Today is World AIDS Day – an opportunity to remember those impacted by HIV/AIDS, look back at its history and toward future developments that may prevent limit its spread. 

HIV was first identified in the United States in 1981.  In the early 1980’s, public health efforts focused heavily on identification of the virus.  Once the virus was identified, resources have gone to develop drugs to treat the virus, vaccines and other methods to prevent infection.  According to the CDC, more than  55,000 people are infected with HIV each year in the US, 18,000 plus die from AIDS each year and about one million people are living with HIV in the US.  But about 1 in 5 people with HIV don’t know they are infected and are unknowingly transmitting the infection.  The US numbers are small compared to the global numbers – 33.4 million people are living with HIV/AIDS and 2 million die from AIDS each year. 

While HIV/AIDS numbers are high – they are only a part of the public health fight against disease.
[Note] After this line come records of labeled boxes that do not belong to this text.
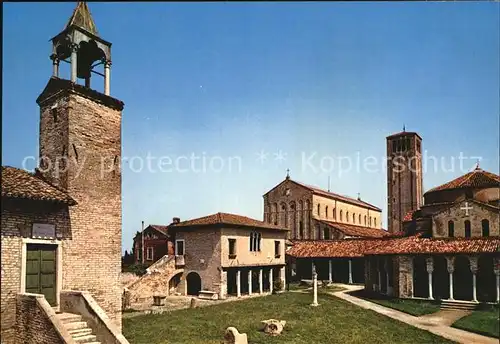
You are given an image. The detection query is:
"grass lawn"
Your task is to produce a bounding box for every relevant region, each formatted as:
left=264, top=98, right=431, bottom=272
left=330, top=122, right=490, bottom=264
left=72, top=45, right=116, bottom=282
left=351, top=290, right=440, bottom=317
left=123, top=293, right=452, bottom=344
left=452, top=307, right=500, bottom=338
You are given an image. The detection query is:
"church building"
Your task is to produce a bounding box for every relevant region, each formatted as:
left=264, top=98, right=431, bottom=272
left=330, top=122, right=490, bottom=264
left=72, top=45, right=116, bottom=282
left=287, top=131, right=500, bottom=303
left=1, top=2, right=128, bottom=344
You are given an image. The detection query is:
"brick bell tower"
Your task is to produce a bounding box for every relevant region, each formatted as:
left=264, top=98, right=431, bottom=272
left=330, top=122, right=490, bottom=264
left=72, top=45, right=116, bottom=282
left=37, top=2, right=123, bottom=330
left=387, top=128, right=423, bottom=233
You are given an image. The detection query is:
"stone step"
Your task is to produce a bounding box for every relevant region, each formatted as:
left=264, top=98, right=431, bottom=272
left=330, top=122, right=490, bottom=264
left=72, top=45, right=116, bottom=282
left=73, top=334, right=97, bottom=344
left=57, top=313, right=82, bottom=324
left=64, top=321, right=87, bottom=331
left=68, top=327, right=92, bottom=338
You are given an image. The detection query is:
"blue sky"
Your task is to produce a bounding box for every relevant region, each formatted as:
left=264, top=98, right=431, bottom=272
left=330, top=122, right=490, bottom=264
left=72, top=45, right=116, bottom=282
left=2, top=2, right=500, bottom=249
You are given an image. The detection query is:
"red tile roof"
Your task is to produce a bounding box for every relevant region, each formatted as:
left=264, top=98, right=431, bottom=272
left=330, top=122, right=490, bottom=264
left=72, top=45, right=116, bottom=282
left=403, top=209, right=416, bottom=222
left=365, top=237, right=500, bottom=255
left=272, top=179, right=382, bottom=211
left=387, top=131, right=422, bottom=139
left=426, top=167, right=500, bottom=193
left=2, top=166, right=76, bottom=205
left=170, top=213, right=288, bottom=231
left=286, top=239, right=379, bottom=258
left=148, top=225, right=168, bottom=235
left=287, top=236, right=500, bottom=258
left=319, top=220, right=389, bottom=238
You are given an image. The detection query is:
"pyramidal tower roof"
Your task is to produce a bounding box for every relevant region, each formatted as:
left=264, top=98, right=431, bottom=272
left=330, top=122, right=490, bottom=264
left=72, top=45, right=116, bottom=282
left=66, top=1, right=99, bottom=36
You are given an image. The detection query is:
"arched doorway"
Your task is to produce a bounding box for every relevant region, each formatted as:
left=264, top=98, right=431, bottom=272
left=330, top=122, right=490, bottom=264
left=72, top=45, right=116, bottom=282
left=186, top=272, right=201, bottom=296
left=432, top=256, right=450, bottom=300
left=453, top=256, right=472, bottom=301
left=476, top=256, right=496, bottom=302
left=413, top=256, right=429, bottom=298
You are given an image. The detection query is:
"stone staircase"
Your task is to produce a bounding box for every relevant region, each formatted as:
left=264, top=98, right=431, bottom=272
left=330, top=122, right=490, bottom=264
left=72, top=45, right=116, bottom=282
left=441, top=300, right=478, bottom=311
left=57, top=313, right=101, bottom=344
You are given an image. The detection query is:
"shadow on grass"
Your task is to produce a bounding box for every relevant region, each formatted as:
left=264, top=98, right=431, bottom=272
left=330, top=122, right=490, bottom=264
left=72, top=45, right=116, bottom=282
left=348, top=289, right=441, bottom=316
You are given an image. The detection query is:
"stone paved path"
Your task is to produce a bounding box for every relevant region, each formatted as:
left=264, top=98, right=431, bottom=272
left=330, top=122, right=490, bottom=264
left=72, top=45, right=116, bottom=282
left=331, top=284, right=498, bottom=344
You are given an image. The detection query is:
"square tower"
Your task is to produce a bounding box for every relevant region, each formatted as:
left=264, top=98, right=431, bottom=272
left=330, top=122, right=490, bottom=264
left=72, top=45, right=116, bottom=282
left=37, top=2, right=123, bottom=330
left=387, top=130, right=423, bottom=233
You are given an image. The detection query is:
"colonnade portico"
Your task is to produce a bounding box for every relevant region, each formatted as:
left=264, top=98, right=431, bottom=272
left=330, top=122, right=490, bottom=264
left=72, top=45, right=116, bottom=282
left=367, top=254, right=500, bottom=303
left=233, top=266, right=286, bottom=297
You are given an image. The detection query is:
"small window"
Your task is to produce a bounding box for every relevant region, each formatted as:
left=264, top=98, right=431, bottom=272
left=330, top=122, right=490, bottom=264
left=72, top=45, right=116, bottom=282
left=146, top=247, right=154, bottom=260
left=464, top=220, right=471, bottom=238
left=481, top=219, right=490, bottom=237
left=175, top=240, right=184, bottom=256
left=274, top=240, right=281, bottom=258
left=227, top=239, right=236, bottom=259
left=448, top=220, right=455, bottom=238
left=250, top=232, right=262, bottom=252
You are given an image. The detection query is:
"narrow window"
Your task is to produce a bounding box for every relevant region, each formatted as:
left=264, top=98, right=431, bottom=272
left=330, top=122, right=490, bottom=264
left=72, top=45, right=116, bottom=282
left=227, top=239, right=236, bottom=259
left=274, top=240, right=281, bottom=258
left=464, top=220, right=471, bottom=238
left=448, top=220, right=455, bottom=238
left=481, top=219, right=490, bottom=236
left=175, top=240, right=184, bottom=256
left=323, top=228, right=330, bottom=240
left=146, top=247, right=154, bottom=260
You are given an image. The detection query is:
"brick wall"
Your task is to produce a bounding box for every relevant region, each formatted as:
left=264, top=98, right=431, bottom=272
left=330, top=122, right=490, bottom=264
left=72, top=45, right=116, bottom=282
left=1, top=198, right=71, bottom=344
left=15, top=294, right=66, bottom=344
left=175, top=227, right=221, bottom=293
left=40, top=91, right=122, bottom=329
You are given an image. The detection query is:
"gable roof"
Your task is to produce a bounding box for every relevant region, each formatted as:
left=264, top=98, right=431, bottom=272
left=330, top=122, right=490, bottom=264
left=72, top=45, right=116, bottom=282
left=264, top=178, right=382, bottom=211
left=317, top=220, right=390, bottom=238
left=2, top=166, right=76, bottom=205
left=170, top=212, right=288, bottom=231
left=66, top=1, right=98, bottom=36
left=425, top=167, right=500, bottom=194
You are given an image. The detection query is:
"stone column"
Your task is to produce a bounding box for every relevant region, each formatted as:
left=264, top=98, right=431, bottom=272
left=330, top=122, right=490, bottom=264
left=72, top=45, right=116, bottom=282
left=377, top=257, right=382, bottom=293
left=219, top=270, right=227, bottom=300
left=259, top=268, right=264, bottom=294
left=493, top=258, right=500, bottom=303
left=104, top=61, right=111, bottom=96
left=70, top=44, right=78, bottom=82
left=446, top=257, right=455, bottom=300
left=425, top=257, right=434, bottom=300
left=269, top=267, right=274, bottom=294
left=328, top=259, right=333, bottom=284
left=248, top=269, right=252, bottom=295
left=236, top=269, right=241, bottom=297
left=469, top=257, right=477, bottom=302
left=349, top=259, right=352, bottom=284
left=384, top=257, right=392, bottom=296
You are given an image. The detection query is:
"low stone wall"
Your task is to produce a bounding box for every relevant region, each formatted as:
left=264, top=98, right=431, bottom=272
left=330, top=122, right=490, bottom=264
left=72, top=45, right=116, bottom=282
left=15, top=293, right=76, bottom=344
left=61, top=290, right=130, bottom=344
left=124, top=256, right=184, bottom=308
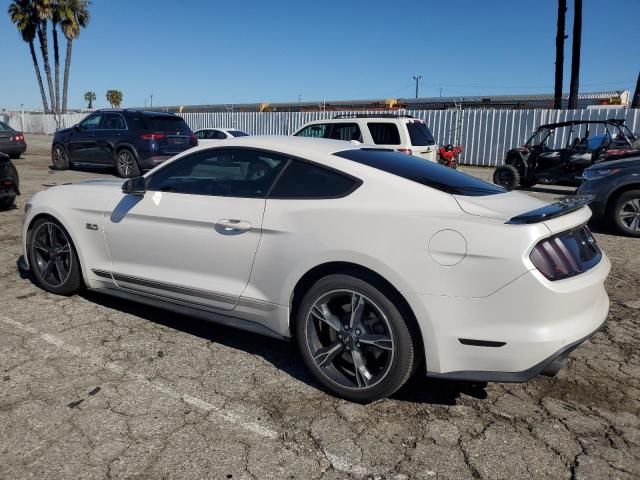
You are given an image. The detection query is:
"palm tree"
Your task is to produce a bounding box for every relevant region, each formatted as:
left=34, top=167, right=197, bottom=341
left=569, top=0, right=582, bottom=109
left=31, top=0, right=58, bottom=113
left=9, top=0, right=49, bottom=113
left=553, top=0, right=567, bottom=110
left=57, top=0, right=90, bottom=112
left=107, top=90, right=122, bottom=108
left=84, top=90, right=96, bottom=110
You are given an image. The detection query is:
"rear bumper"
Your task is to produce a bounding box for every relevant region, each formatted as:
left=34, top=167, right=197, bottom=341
left=0, top=142, right=27, bottom=155
left=427, top=322, right=604, bottom=383
left=410, top=254, right=611, bottom=382
left=138, top=155, right=172, bottom=170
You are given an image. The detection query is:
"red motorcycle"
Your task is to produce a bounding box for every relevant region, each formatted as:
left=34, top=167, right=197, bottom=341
left=438, top=144, right=463, bottom=169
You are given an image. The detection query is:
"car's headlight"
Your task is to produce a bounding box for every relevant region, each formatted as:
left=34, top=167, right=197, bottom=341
left=582, top=168, right=622, bottom=180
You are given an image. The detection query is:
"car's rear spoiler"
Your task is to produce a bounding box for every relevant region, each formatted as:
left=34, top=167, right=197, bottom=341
left=506, top=195, right=594, bottom=225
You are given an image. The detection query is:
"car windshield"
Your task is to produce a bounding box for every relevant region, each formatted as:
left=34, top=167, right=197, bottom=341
left=525, top=127, right=554, bottom=147
left=227, top=130, right=249, bottom=137
left=407, top=121, right=436, bottom=147
left=334, top=148, right=506, bottom=197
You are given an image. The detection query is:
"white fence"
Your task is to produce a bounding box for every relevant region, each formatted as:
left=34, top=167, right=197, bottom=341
left=0, top=109, right=640, bottom=166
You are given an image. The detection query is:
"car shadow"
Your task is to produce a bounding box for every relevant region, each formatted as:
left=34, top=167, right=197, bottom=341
left=48, top=165, right=117, bottom=177
left=81, top=291, right=480, bottom=405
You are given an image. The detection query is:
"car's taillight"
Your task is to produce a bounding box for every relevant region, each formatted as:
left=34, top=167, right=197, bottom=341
left=140, top=133, right=167, bottom=140
left=529, top=226, right=602, bottom=280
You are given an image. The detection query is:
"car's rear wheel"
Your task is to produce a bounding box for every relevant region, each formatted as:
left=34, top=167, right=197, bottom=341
left=612, top=190, right=640, bottom=237
left=295, top=275, right=419, bottom=402
left=116, top=148, right=140, bottom=178
left=51, top=144, right=71, bottom=170
left=0, top=195, right=16, bottom=210
left=27, top=217, right=81, bottom=295
left=493, top=165, right=520, bottom=190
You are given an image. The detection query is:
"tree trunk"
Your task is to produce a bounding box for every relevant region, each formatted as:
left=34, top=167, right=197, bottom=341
left=553, top=0, right=567, bottom=110
left=29, top=41, right=49, bottom=113
left=62, top=39, right=72, bottom=113
left=38, top=24, right=57, bottom=113
left=569, top=0, right=582, bottom=109
left=52, top=23, right=62, bottom=113
left=631, top=73, right=640, bottom=108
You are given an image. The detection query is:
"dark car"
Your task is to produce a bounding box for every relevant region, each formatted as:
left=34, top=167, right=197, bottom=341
left=0, top=122, right=27, bottom=158
left=578, top=155, right=640, bottom=237
left=0, top=153, right=20, bottom=210
left=493, top=119, right=640, bottom=190
left=51, top=110, right=198, bottom=178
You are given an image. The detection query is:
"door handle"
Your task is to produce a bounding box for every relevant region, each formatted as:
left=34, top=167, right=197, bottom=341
left=216, top=218, right=251, bottom=235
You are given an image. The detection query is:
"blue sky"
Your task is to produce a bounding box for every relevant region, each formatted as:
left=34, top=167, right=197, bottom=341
left=0, top=0, right=640, bottom=109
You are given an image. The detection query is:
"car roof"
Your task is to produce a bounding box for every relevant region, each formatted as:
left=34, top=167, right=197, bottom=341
left=189, top=135, right=368, bottom=155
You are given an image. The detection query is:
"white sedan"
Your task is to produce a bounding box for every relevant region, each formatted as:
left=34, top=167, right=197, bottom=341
left=193, top=128, right=249, bottom=143
left=23, top=136, right=610, bottom=402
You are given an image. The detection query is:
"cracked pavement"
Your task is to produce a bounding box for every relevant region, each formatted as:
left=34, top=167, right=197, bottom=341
left=0, top=135, right=640, bottom=480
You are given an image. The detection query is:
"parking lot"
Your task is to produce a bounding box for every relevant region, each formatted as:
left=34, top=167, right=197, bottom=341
left=0, top=135, right=640, bottom=480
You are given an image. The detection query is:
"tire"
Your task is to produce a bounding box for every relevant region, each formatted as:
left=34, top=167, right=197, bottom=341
left=27, top=217, right=82, bottom=295
left=0, top=197, right=16, bottom=211
left=51, top=143, right=71, bottom=170
left=493, top=165, right=520, bottom=190
left=520, top=178, right=538, bottom=188
left=295, top=274, right=420, bottom=403
left=610, top=190, right=640, bottom=237
left=115, top=148, right=140, bottom=178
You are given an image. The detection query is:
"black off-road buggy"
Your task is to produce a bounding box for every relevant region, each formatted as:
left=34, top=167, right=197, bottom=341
left=0, top=152, right=20, bottom=210
left=493, top=119, right=640, bottom=190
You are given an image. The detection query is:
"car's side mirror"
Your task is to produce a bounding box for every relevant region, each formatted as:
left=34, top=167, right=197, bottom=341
left=122, top=177, right=147, bottom=197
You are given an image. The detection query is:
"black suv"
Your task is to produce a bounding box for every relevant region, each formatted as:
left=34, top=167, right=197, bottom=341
left=578, top=155, right=640, bottom=237
left=51, top=110, right=198, bottom=178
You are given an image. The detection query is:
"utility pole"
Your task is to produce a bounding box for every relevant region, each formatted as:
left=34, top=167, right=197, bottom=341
left=631, top=73, right=640, bottom=108
left=569, top=0, right=582, bottom=110
left=413, top=75, right=422, bottom=98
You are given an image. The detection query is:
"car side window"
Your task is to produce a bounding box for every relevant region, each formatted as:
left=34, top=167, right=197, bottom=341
left=367, top=122, right=400, bottom=145
left=296, top=123, right=329, bottom=138
left=269, top=160, right=360, bottom=199
left=102, top=113, right=127, bottom=130
left=326, top=123, right=362, bottom=142
left=80, top=115, right=102, bottom=130
left=147, top=148, right=288, bottom=198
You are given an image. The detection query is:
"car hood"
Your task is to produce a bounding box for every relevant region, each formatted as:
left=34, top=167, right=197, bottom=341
left=453, top=192, right=549, bottom=221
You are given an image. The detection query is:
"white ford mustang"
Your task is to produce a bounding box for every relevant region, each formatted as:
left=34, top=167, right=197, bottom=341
left=23, top=136, right=610, bottom=402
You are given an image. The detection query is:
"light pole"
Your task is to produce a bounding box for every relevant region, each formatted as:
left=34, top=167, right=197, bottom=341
left=413, top=75, right=422, bottom=98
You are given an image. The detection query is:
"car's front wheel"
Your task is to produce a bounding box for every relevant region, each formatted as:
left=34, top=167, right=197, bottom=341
left=493, top=165, right=520, bottom=190
left=612, top=190, right=640, bottom=237
left=295, top=274, right=419, bottom=402
left=116, top=148, right=140, bottom=178
left=51, top=144, right=71, bottom=170
left=27, top=217, right=81, bottom=295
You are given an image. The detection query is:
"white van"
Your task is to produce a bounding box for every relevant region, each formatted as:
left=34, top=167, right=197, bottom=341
left=293, top=114, right=438, bottom=162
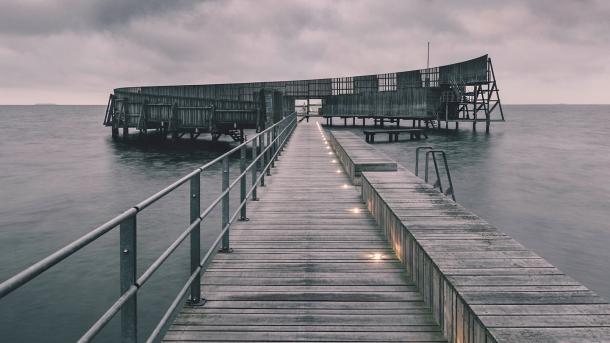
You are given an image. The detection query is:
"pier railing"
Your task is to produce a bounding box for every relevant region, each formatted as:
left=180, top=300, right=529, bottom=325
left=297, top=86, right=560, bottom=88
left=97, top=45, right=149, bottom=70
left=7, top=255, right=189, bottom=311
left=0, top=113, right=297, bottom=342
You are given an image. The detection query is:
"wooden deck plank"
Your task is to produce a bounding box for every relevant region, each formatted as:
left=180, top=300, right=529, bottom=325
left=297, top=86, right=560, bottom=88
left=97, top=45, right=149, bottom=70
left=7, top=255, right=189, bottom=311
left=164, top=122, right=446, bottom=342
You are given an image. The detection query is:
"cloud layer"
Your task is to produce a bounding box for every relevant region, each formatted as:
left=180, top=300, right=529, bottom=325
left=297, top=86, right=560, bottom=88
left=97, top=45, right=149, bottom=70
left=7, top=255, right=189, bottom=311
left=0, top=0, right=610, bottom=104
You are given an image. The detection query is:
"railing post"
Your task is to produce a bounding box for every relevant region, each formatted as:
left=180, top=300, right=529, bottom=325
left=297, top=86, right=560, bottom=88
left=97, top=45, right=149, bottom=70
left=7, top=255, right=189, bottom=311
left=239, top=144, right=248, bottom=221
left=119, top=214, right=138, bottom=343
left=265, top=130, right=273, bottom=176
left=271, top=124, right=281, bottom=163
left=277, top=123, right=286, bottom=156
left=188, top=173, right=205, bottom=306
left=251, top=138, right=258, bottom=201
left=258, top=133, right=267, bottom=187
left=220, top=156, right=231, bottom=253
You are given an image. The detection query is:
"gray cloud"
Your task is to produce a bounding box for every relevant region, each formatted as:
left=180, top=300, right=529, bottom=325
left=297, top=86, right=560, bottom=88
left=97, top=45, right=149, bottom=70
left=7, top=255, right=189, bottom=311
left=0, top=0, right=610, bottom=103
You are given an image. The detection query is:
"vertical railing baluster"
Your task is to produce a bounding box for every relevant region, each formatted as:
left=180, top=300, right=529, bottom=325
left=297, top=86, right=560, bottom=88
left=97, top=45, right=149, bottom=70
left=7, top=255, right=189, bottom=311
left=258, top=133, right=267, bottom=187
left=188, top=173, right=205, bottom=306
left=251, top=138, right=258, bottom=201
left=220, top=156, right=231, bottom=252
left=265, top=130, right=273, bottom=176
left=119, top=214, right=138, bottom=343
left=271, top=125, right=277, bottom=163
left=239, top=144, right=248, bottom=221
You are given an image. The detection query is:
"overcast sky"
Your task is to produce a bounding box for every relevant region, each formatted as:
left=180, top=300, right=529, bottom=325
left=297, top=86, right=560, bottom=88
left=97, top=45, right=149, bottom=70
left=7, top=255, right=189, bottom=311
left=0, top=0, right=610, bottom=104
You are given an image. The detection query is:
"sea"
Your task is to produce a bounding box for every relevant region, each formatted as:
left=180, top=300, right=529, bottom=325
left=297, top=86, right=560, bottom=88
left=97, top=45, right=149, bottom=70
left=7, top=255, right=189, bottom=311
left=0, top=105, right=610, bottom=342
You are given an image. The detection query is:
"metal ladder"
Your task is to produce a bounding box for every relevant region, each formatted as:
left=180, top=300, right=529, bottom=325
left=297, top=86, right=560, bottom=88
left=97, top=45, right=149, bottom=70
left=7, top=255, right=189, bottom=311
left=415, top=146, right=455, bottom=201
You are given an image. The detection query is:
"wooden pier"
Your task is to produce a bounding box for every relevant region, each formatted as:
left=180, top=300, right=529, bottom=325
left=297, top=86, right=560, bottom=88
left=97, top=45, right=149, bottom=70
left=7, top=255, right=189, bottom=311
left=164, top=121, right=446, bottom=342
left=0, top=114, right=610, bottom=343
left=164, top=122, right=610, bottom=343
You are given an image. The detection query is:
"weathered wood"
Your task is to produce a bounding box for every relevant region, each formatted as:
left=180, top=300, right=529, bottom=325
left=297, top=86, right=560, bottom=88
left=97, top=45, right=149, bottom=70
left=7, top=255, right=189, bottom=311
left=362, top=166, right=610, bottom=342
left=328, top=131, right=397, bottom=185
left=164, top=121, right=446, bottom=342
left=362, top=129, right=428, bottom=143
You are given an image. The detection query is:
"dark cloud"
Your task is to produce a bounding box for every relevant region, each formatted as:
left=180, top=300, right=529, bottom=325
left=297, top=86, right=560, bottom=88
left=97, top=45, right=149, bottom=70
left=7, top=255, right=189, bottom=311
left=0, top=0, right=610, bottom=103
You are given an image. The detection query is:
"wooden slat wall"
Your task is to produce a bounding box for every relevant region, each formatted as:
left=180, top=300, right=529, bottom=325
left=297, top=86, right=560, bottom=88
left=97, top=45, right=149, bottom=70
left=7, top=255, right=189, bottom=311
left=110, top=55, right=487, bottom=119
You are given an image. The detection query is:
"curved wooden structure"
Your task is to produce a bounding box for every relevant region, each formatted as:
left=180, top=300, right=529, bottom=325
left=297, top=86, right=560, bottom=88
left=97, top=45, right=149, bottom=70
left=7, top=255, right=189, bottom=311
left=104, top=55, right=504, bottom=139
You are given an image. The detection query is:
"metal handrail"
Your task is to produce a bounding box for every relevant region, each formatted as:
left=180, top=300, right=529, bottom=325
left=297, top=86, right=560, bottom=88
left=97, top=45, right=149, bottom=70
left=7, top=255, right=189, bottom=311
left=0, top=113, right=297, bottom=342
left=416, top=150, right=455, bottom=201
left=415, top=146, right=434, bottom=176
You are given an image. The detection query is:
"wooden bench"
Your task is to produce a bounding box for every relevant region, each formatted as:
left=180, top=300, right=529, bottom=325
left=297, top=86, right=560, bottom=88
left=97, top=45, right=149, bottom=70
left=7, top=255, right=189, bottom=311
left=362, top=129, right=428, bottom=143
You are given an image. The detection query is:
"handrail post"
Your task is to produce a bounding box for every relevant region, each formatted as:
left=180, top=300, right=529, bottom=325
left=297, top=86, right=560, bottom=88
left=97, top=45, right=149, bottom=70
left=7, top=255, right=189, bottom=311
left=258, top=133, right=267, bottom=187
left=415, top=146, right=434, bottom=176
left=271, top=124, right=281, bottom=163
left=188, top=173, right=205, bottom=306
left=220, top=156, right=231, bottom=253
left=239, top=144, right=248, bottom=221
left=277, top=123, right=287, bottom=156
left=432, top=151, right=443, bottom=193
left=265, top=131, right=273, bottom=176
left=119, top=214, right=138, bottom=343
left=251, top=138, right=258, bottom=201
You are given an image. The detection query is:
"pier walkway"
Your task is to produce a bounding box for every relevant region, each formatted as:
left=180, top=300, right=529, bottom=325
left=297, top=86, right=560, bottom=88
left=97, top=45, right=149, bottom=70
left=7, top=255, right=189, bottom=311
left=164, top=121, right=446, bottom=342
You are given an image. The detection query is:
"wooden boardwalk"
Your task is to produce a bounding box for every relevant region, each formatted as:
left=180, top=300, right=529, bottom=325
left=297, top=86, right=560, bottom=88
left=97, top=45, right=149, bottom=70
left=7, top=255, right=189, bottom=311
left=164, top=121, right=446, bottom=342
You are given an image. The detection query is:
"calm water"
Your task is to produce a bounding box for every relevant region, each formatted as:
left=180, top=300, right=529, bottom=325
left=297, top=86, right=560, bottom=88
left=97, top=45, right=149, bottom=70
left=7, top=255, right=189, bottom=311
left=0, top=105, right=610, bottom=342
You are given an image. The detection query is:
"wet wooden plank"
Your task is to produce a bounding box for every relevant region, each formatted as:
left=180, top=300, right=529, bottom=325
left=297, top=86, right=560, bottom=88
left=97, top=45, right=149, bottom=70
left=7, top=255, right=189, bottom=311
left=164, top=122, right=447, bottom=342
left=362, top=167, right=610, bottom=342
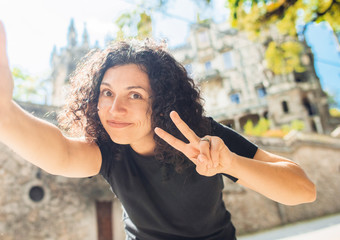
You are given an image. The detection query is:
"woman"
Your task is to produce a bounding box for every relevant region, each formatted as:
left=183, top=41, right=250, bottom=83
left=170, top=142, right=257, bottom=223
left=0, top=21, right=315, bottom=240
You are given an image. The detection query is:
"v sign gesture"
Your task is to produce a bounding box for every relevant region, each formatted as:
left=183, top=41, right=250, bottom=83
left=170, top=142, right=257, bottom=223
left=155, top=112, right=315, bottom=205
left=155, top=111, right=233, bottom=176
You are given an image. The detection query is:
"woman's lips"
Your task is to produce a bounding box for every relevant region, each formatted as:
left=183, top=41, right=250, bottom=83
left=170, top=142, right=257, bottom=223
left=107, top=120, right=132, bottom=128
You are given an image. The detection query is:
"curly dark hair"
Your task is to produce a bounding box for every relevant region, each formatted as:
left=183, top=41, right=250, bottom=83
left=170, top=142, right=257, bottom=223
left=58, top=39, right=210, bottom=172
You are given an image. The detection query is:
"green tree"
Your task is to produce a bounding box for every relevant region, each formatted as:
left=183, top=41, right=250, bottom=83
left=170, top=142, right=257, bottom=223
left=117, top=0, right=340, bottom=74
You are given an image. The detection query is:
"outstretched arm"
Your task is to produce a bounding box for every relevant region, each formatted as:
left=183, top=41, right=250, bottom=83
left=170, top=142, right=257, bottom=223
left=155, top=112, right=316, bottom=205
left=0, top=22, right=101, bottom=177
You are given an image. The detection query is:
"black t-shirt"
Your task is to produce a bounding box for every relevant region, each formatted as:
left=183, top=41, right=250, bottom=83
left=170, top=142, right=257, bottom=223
left=99, top=119, right=257, bottom=240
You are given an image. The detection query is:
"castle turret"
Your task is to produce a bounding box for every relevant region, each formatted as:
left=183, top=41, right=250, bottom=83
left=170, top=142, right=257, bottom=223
left=67, top=19, right=77, bottom=48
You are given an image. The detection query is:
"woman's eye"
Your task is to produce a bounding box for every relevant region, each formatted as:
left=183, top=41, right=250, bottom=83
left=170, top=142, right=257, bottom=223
left=130, top=93, right=142, bottom=99
left=102, top=89, right=112, bottom=97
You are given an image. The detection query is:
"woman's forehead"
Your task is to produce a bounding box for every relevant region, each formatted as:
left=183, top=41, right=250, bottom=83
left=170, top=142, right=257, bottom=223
left=101, top=64, right=150, bottom=91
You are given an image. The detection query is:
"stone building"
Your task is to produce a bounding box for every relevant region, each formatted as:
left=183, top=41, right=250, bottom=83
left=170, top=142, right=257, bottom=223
left=50, top=19, right=90, bottom=106
left=51, top=20, right=339, bottom=133
left=172, top=22, right=334, bottom=133
left=0, top=19, right=340, bottom=240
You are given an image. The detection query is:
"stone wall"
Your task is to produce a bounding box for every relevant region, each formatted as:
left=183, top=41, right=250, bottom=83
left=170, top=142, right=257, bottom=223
left=224, top=133, right=340, bottom=234
left=0, top=143, right=124, bottom=240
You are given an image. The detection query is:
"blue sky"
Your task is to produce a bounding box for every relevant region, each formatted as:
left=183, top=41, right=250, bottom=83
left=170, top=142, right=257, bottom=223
left=0, top=0, right=340, bottom=106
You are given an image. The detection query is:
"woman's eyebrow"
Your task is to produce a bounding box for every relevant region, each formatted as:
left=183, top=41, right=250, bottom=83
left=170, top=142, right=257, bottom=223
left=126, top=86, right=147, bottom=92
left=100, top=82, right=111, bottom=87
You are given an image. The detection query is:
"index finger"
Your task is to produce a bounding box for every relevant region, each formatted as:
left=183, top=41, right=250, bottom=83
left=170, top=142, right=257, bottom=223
left=155, top=127, right=186, bottom=153
left=0, top=21, right=8, bottom=66
left=170, top=111, right=200, bottom=143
Most deaths are caused by non-communicable diseases, particularly cardiovascular disease (over 8,700,000 deaths annually).   However, over 9 million people die each year from infectious diseases.  The  majority of these deaths are caused by common respiratory and diarrheal infections due to poor sanitation and limited access to health care. 

No matter what disease you are looking at – you, the public, must take an active role to protect yourself with healthy habits.  Eat healthy foods, exercise, wash your hands, don’t take part in risky behaviors.  Today is World AIDS Day – a good time to look at what you are doing and protect yourself and your family.